Federações Partidárias e ABI Contestam a Lei
Até o momento, o STF recebeu contestações da Federação PSOL-Rede e da Associação Brasileira de Imprensa (ABI). Ambas as entidades criticam a decisão do Congresso Nacional de derrubar o veto do presidente Luiz Inácio Lula da Silva ao projeto de lei. A federação PSOL-Rede argumenta que a redução de penas para crimes contra a democracia representa uma “gravidade institucional” e afeta a preservação da ordem democrática. Já a ABI considera que a lei “banaliza” os ataques à democracia, defendendo punições mais severas para aqueles que atentam contra o Estado Democrático de Direito.
Próximos Passos no STF
Após ser designado relator, Alexandre de Moraes determinou um prazo de cinco dias para que a Presidência da República e o Congresso Nacional apresentem suas manifestações sobre o caso. Em seguida, a Advocacia-Geral da União (AGU) e a Procuradoria-Geral da República (PGR) também serão ouvidas. Com todas as manifestações em mãos, o ministro decidirá sobre a possível suspensão da Lei da Dosimetria, sem previsão para a decisão.
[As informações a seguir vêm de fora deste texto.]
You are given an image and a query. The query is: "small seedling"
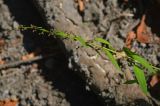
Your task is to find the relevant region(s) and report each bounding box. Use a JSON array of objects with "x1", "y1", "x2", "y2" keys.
[{"x1": 19, "y1": 25, "x2": 160, "y2": 94}]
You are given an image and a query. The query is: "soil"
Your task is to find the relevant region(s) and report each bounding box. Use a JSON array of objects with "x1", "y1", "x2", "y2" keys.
[{"x1": 0, "y1": 0, "x2": 160, "y2": 106}]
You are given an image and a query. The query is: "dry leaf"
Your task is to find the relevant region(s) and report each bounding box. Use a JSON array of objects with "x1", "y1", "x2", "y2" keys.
[
  {"x1": 78, "y1": 0, "x2": 84, "y2": 12},
  {"x1": 22, "y1": 52, "x2": 35, "y2": 61},
  {"x1": 0, "y1": 100, "x2": 18, "y2": 106}
]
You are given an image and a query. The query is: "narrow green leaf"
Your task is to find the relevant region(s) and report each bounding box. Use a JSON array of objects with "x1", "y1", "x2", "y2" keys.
[
  {"x1": 95, "y1": 38, "x2": 110, "y2": 45},
  {"x1": 54, "y1": 31, "x2": 68, "y2": 38},
  {"x1": 124, "y1": 80, "x2": 138, "y2": 84},
  {"x1": 95, "y1": 38, "x2": 114, "y2": 50},
  {"x1": 124, "y1": 48, "x2": 156, "y2": 73},
  {"x1": 133, "y1": 65, "x2": 148, "y2": 94},
  {"x1": 102, "y1": 48, "x2": 121, "y2": 71},
  {"x1": 75, "y1": 36, "x2": 87, "y2": 46}
]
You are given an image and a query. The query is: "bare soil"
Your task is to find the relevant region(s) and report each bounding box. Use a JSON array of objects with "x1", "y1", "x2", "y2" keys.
[{"x1": 0, "y1": 0, "x2": 160, "y2": 106}]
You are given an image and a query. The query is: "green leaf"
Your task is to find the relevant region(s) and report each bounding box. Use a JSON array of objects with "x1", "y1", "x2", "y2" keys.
[
  {"x1": 123, "y1": 48, "x2": 156, "y2": 73},
  {"x1": 75, "y1": 36, "x2": 87, "y2": 46},
  {"x1": 124, "y1": 80, "x2": 138, "y2": 84},
  {"x1": 95, "y1": 38, "x2": 114, "y2": 50},
  {"x1": 133, "y1": 65, "x2": 148, "y2": 94},
  {"x1": 102, "y1": 47, "x2": 121, "y2": 71},
  {"x1": 54, "y1": 31, "x2": 68, "y2": 38}
]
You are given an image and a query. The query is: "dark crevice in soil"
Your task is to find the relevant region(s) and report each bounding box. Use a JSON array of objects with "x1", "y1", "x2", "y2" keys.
[{"x1": 4, "y1": 0, "x2": 102, "y2": 106}]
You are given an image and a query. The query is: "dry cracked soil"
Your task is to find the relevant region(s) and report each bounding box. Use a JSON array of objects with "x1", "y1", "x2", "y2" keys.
[{"x1": 0, "y1": 0, "x2": 160, "y2": 106}]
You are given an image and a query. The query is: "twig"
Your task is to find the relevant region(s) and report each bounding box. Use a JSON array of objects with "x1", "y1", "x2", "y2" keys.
[{"x1": 0, "y1": 54, "x2": 55, "y2": 70}]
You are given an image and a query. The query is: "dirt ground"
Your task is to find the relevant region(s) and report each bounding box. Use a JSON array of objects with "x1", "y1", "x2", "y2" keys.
[{"x1": 0, "y1": 0, "x2": 160, "y2": 106}]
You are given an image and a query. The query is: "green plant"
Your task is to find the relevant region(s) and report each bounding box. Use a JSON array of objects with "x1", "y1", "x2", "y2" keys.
[{"x1": 19, "y1": 25, "x2": 160, "y2": 94}]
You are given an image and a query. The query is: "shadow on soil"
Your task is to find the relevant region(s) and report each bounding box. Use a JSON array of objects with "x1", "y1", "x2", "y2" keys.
[{"x1": 4, "y1": 0, "x2": 102, "y2": 106}]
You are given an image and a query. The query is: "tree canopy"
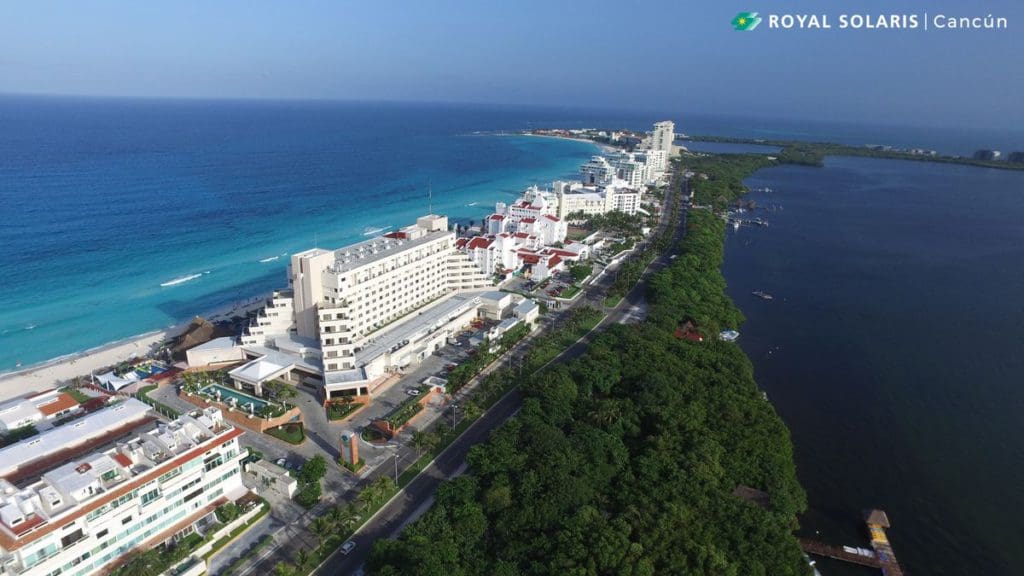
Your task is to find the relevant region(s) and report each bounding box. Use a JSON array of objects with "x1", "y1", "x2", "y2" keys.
[{"x1": 368, "y1": 166, "x2": 809, "y2": 576}]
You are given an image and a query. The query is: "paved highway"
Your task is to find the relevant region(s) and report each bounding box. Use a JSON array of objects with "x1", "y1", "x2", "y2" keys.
[{"x1": 315, "y1": 172, "x2": 686, "y2": 575}]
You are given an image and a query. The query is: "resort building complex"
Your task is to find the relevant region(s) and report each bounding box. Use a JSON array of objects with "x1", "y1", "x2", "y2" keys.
[
  {"x1": 188, "y1": 215, "x2": 548, "y2": 401},
  {"x1": 0, "y1": 400, "x2": 246, "y2": 576},
  {"x1": 456, "y1": 122, "x2": 675, "y2": 281}
]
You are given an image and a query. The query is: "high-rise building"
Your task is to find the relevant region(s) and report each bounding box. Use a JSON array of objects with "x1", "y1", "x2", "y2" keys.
[
  {"x1": 239, "y1": 214, "x2": 494, "y2": 399},
  {"x1": 649, "y1": 120, "x2": 676, "y2": 156},
  {"x1": 0, "y1": 400, "x2": 246, "y2": 576}
]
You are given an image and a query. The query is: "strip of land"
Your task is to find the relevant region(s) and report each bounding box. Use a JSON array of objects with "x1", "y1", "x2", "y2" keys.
[{"x1": 684, "y1": 135, "x2": 1024, "y2": 170}]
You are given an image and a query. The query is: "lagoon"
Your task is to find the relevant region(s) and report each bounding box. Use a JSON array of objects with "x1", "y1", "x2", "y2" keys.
[{"x1": 723, "y1": 158, "x2": 1024, "y2": 576}]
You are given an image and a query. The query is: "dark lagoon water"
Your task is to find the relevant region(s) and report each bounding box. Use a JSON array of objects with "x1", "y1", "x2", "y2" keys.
[
  {"x1": 724, "y1": 158, "x2": 1024, "y2": 576},
  {"x1": 0, "y1": 97, "x2": 1024, "y2": 576}
]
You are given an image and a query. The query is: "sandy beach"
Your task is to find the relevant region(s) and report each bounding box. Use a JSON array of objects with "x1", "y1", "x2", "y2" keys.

PT, PCdoB e PV Também Entrarão com Ação
A federação partidária composta por PT, PCdoB e PV anunciou que também irá contestar a Lei de Dosimetria no STF. Os partidos argumentam que não há justificativa constitucional para o abrandamento de penas em crimes contra a democracia, considerando que tais delitos atentam contra as bases do sistema constitucional.